UK car production down 17% YtD despite August rise
A rise in UK car production for August has only marginally stemmed the spring Brexit shutdown losses, leaving the market to record a double-digit decline for the year to date.
The figures from the Society of Motor Manufacturers and Traders (SMMT) show that UK car production hit 92,158 units in August, with the 3.3% increase marking the first rise in 15 months.
While the increase equated to some 2,903 cars, it was not enough to compensate for April’s 56,999-unit loss – the result of the carmakers bringing forward their summer shutdowns to coincide with the initial Brexit date – or the downturn in previous months.
And as a result, the market is down 17% (or 177,961 units) for the year to date, with 866,918 cars produced in the first eight months of the year – the first time output has dipped below one million units in the period since 2014, and the biggest year-on-year decline since 2011.
This has led the UK car industry to make repeated urgent calls for a Brexit deal to maintain competitiveness and safeguard jobs, as it also highlights rising challenges in other areas, including international trade tensions, massive technological upheaval and, in the UK, political and economic uncertainty.

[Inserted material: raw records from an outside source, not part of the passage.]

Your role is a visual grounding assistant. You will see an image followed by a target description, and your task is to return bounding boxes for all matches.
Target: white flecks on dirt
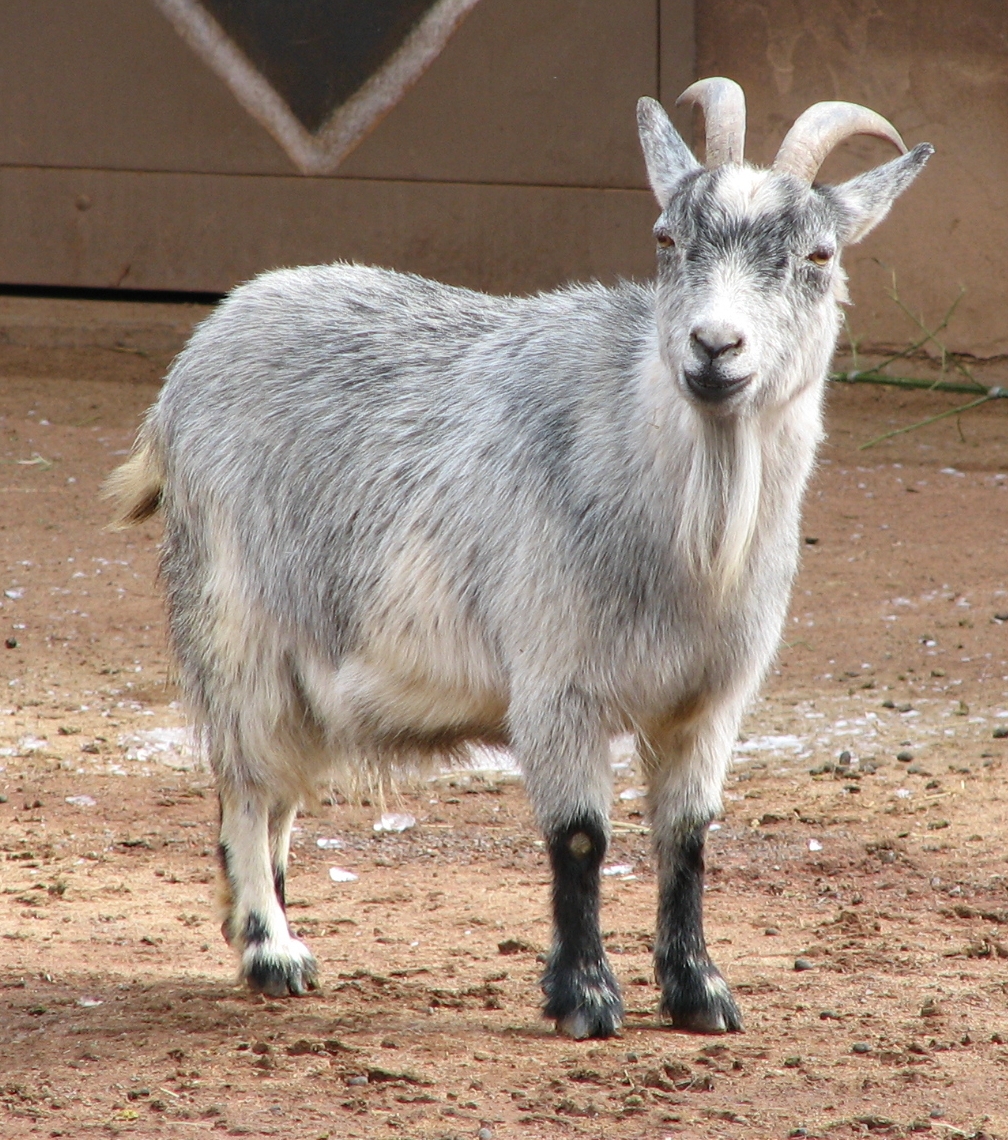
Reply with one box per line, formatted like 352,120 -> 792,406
118,726 -> 199,770
734,734 -> 807,758
602,863 -> 635,878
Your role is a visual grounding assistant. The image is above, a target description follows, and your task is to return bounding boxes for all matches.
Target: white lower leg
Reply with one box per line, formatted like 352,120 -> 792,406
219,788 -> 317,996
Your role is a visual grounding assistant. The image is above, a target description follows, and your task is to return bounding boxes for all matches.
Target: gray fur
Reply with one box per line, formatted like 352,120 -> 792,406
109,94 -> 930,1030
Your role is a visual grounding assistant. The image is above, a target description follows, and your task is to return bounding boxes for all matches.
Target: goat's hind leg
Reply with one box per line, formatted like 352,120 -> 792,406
218,781 -> 317,996
515,688 -> 623,1039
645,713 -> 742,1033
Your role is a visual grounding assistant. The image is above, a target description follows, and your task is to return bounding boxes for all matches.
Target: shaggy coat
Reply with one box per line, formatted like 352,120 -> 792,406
108,93 -> 931,1038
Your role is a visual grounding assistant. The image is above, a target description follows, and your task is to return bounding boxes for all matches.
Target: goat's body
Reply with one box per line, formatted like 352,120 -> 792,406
110,89 -> 929,1032
114,261 -> 823,1028
131,263 -> 817,805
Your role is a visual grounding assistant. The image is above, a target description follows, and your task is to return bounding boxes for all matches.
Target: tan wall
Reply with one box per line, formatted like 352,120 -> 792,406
0,0 -> 691,296
1,1 -> 1002,357
698,0 -> 1008,357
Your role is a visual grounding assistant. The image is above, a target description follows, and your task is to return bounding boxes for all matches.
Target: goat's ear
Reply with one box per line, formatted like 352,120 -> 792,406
637,97 -> 701,209
831,142 -> 934,245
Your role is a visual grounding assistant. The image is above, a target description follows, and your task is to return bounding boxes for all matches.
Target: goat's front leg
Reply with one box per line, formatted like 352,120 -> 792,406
218,784 -> 317,997
645,711 -> 742,1033
514,686 -> 623,1039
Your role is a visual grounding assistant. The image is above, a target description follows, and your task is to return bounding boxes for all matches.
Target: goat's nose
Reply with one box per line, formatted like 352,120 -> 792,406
690,322 -> 745,361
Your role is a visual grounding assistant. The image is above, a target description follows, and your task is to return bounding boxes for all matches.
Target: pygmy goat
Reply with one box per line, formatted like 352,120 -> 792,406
107,78 -> 931,1038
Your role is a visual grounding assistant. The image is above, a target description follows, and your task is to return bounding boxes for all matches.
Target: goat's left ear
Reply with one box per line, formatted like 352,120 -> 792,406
832,142 -> 934,244
637,97 -> 702,209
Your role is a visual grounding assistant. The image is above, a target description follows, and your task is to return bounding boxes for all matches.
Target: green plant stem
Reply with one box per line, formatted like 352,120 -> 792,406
830,371 -> 1007,397
858,394 -> 995,450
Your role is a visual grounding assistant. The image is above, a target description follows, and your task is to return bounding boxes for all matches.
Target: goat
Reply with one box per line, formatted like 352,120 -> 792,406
106,78 -> 931,1039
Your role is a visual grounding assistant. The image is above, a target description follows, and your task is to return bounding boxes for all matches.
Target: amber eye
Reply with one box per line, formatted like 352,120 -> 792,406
655,230 -> 675,249
808,247 -> 833,266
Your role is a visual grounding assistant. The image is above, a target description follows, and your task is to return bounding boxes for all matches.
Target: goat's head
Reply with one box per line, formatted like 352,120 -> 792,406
638,79 -> 932,416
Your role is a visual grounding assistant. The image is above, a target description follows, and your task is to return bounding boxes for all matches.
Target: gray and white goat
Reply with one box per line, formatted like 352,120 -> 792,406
107,78 -> 931,1038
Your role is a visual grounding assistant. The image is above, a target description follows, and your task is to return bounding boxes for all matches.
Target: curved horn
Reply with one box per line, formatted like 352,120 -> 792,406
676,77 -> 746,168
773,101 -> 907,184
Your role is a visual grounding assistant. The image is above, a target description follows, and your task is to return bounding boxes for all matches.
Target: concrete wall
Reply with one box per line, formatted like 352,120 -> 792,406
698,0 -> 1008,356
0,0 -> 692,297
0,1 -> 1002,357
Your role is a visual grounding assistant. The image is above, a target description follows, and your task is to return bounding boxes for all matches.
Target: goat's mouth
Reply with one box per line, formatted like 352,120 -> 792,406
682,368 -> 753,404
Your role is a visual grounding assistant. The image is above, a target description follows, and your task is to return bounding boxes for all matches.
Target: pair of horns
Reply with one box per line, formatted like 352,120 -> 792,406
677,77 -> 907,183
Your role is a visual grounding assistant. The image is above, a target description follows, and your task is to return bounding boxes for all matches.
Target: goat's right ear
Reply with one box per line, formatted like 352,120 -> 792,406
637,97 -> 701,209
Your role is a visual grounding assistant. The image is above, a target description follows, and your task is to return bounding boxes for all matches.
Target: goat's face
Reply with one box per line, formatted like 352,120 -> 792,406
638,89 -> 932,418
652,166 -> 845,413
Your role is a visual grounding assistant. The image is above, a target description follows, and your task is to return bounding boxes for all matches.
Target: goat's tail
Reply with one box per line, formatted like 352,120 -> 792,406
103,416 -> 165,529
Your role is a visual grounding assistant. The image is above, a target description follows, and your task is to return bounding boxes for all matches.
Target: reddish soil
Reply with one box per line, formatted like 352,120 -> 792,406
1,297 -> 1007,1139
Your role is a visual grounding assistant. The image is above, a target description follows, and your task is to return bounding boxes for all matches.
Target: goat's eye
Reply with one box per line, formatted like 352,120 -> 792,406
655,230 -> 675,249
807,247 -> 833,266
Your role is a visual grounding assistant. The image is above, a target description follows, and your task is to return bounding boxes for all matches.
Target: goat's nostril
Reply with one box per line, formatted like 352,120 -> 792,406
691,325 -> 745,359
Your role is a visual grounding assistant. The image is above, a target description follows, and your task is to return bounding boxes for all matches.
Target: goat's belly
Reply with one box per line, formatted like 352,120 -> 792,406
298,651 -> 508,754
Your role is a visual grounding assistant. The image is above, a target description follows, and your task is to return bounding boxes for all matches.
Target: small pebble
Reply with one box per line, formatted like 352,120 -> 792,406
993,727 -> 1008,739
373,812 -> 416,833
852,1042 -> 872,1054
4,637 -> 16,649
328,867 -> 358,883
793,958 -> 814,972
478,1129 -> 493,1140
897,750 -> 914,762
764,926 -> 781,936
837,750 -> 851,766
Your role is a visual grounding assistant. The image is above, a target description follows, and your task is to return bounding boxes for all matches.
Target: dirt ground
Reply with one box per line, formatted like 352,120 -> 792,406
1,295 -> 1007,1140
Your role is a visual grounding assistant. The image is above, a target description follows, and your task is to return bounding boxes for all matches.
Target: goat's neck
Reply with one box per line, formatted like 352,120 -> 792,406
641,355 -> 827,599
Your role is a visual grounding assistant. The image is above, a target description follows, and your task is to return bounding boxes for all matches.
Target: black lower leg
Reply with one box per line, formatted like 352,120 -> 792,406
654,822 -> 741,1032
541,814 -> 623,1039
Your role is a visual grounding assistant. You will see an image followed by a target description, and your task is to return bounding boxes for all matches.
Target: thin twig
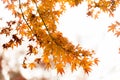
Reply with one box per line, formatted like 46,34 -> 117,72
33,0 -> 51,35
33,0 -> 74,53
19,0 -> 74,53
18,0 -> 32,31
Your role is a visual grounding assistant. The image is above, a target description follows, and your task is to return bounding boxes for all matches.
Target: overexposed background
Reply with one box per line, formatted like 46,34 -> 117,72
0,1 -> 120,80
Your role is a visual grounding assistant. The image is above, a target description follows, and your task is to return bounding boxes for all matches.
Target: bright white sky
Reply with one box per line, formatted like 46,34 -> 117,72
0,1 -> 120,80
58,2 -> 120,80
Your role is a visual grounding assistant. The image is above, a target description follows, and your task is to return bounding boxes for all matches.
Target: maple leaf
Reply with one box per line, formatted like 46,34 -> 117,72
115,31 -> 120,37
34,58 -> 46,68
84,66 -> 92,74
22,63 -> 27,69
108,24 -> 116,32
5,4 -> 15,10
34,58 -> 41,64
2,0 -> 120,75
28,63 -> 36,70
71,63 -> 77,72
12,34 -> 23,46
12,34 -> 19,41
94,58 -> 99,65
42,56 -> 50,64
56,63 -> 65,75
2,40 -> 14,49
7,21 -> 16,26
0,27 -> 12,36
27,45 -> 38,55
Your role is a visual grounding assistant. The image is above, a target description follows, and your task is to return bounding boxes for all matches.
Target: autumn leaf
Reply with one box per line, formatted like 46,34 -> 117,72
94,58 -> 99,65
5,4 -> 15,10
71,63 -> 77,72
87,11 -> 92,16
1,0 -> 120,75
22,57 -> 27,69
27,45 -> 38,55
34,58 -> 46,68
12,34 -> 23,46
22,63 -> 27,69
108,21 -> 120,37
28,63 -> 36,70
84,66 -> 92,74
0,27 -> 12,36
42,55 -> 51,68
34,58 -> 41,64
56,63 -> 65,75
108,24 -> 116,32
115,31 -> 120,37
2,40 -> 14,49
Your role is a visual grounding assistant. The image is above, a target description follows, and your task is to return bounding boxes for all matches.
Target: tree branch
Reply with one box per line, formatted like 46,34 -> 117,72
33,1 -> 74,53
18,0 -> 32,31
33,0 -> 51,35
19,0 -> 75,54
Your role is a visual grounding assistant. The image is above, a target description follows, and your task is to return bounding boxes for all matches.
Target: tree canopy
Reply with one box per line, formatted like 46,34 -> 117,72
0,0 -> 120,75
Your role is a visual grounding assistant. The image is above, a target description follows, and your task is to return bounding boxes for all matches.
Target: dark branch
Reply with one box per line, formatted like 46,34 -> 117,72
33,0 -> 75,53
18,0 -> 32,31
19,0 -> 76,54
33,0 -> 51,35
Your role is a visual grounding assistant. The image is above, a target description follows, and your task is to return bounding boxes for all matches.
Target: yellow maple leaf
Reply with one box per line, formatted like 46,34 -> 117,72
108,24 -> 116,32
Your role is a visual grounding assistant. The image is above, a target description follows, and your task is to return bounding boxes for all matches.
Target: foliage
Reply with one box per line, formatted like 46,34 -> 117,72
0,0 -> 120,75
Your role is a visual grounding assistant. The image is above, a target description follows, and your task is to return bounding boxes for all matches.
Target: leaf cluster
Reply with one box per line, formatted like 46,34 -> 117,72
1,0 -> 120,74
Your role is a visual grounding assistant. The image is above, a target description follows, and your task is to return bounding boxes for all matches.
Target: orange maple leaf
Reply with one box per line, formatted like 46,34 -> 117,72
34,58 -> 41,64
5,4 -> 15,10
22,63 -> 27,69
115,31 -> 120,37
84,66 -> 91,74
71,63 -> 77,72
28,63 -> 36,70
108,24 -> 116,32
94,58 -> 99,65
56,63 -> 65,75
43,56 -> 50,64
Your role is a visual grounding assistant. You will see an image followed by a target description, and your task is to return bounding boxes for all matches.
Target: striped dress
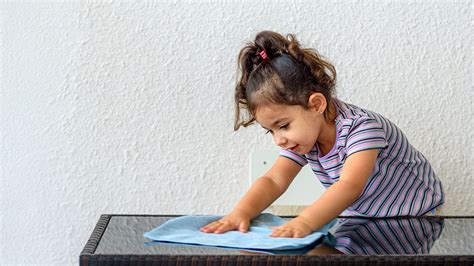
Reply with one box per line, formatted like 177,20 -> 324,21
333,217 -> 444,254
279,98 -> 444,217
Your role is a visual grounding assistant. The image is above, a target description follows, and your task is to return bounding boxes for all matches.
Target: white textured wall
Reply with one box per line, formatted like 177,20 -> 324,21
1,1 -> 472,265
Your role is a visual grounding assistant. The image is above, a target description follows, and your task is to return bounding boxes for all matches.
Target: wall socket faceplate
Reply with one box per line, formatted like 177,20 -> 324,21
250,150 -> 325,206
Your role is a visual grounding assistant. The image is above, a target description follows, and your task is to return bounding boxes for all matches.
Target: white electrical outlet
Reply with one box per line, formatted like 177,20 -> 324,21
249,150 -> 325,206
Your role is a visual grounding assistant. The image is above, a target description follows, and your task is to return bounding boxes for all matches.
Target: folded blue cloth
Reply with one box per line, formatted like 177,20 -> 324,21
144,213 -> 335,251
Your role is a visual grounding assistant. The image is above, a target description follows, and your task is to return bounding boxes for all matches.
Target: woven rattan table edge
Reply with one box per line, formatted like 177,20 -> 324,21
80,254 -> 474,265
79,214 -> 474,265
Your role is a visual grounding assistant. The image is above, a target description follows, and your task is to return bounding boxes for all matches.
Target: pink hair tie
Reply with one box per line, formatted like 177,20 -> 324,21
259,50 -> 268,61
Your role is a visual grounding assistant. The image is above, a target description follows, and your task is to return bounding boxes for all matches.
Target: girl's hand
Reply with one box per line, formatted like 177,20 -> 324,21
270,217 -> 313,238
200,209 -> 251,234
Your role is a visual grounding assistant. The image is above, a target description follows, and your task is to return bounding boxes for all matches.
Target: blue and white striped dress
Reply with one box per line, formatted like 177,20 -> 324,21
279,98 -> 444,217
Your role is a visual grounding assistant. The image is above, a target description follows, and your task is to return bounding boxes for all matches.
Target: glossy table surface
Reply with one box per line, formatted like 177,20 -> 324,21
80,214 -> 474,265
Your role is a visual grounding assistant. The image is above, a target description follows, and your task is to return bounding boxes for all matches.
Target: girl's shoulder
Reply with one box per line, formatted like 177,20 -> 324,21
333,98 -> 388,137
333,98 -> 377,121
334,98 -> 392,124
333,98 -> 389,155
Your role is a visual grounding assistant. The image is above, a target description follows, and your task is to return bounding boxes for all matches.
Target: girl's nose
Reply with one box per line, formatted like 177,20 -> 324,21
273,134 -> 287,146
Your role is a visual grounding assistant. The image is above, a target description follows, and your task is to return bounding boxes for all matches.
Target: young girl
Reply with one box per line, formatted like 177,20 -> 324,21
200,31 -> 444,238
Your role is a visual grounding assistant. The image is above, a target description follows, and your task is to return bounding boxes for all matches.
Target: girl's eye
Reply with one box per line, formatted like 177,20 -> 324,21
265,124 -> 288,134
279,124 -> 289,130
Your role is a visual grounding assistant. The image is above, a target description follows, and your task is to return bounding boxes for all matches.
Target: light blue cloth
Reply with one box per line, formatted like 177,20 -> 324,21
144,213 -> 335,251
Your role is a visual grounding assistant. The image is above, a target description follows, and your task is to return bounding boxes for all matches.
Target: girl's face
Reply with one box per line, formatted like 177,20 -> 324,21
255,104 -> 325,155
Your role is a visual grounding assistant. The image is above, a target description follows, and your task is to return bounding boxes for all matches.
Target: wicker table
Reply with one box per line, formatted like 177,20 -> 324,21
80,215 -> 474,265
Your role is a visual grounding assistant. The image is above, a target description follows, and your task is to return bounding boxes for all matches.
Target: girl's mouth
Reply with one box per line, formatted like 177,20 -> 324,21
289,145 -> 299,152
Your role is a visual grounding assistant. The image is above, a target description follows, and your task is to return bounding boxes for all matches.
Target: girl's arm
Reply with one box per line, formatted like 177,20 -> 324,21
270,149 -> 379,238
201,156 -> 302,233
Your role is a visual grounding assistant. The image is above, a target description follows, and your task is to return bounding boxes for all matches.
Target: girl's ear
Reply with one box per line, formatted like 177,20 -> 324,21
308,93 -> 327,113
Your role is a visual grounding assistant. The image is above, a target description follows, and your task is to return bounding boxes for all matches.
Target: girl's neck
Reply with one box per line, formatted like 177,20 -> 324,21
317,101 -> 337,156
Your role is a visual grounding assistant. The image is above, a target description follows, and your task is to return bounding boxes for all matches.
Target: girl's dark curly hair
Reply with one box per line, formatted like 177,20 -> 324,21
234,31 -> 337,131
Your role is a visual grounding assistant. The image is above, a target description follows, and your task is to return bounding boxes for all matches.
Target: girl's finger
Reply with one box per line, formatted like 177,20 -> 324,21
293,231 -> 304,238
271,228 -> 292,238
270,228 -> 283,237
214,223 -> 233,234
279,230 -> 294,238
201,221 -> 224,232
239,221 -> 249,232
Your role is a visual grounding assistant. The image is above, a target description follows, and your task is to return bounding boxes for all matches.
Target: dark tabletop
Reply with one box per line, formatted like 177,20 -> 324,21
90,215 -> 474,255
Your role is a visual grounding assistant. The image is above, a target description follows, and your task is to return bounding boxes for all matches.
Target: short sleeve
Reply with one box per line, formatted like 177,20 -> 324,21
346,117 -> 388,157
278,149 -> 308,167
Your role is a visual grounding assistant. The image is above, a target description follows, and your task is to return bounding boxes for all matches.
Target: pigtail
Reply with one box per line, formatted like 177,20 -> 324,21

Mike Hawes, SMMT chief executive, added: “Softening of global demand is compounding the challenge to UK manufacturers for whom a ‘no deal’ Brexit would be a hammer blow. The mere threat of no deal has undermined investment and the potential imposition of tariffs, border delays and additional administrative burdens would damage competitiveness. We now need parliament and government to redouble efforts to get a deal that maintains free and frictionless trade. Given the ongoing challenges and costs being incurred, there is not a moment to lose.”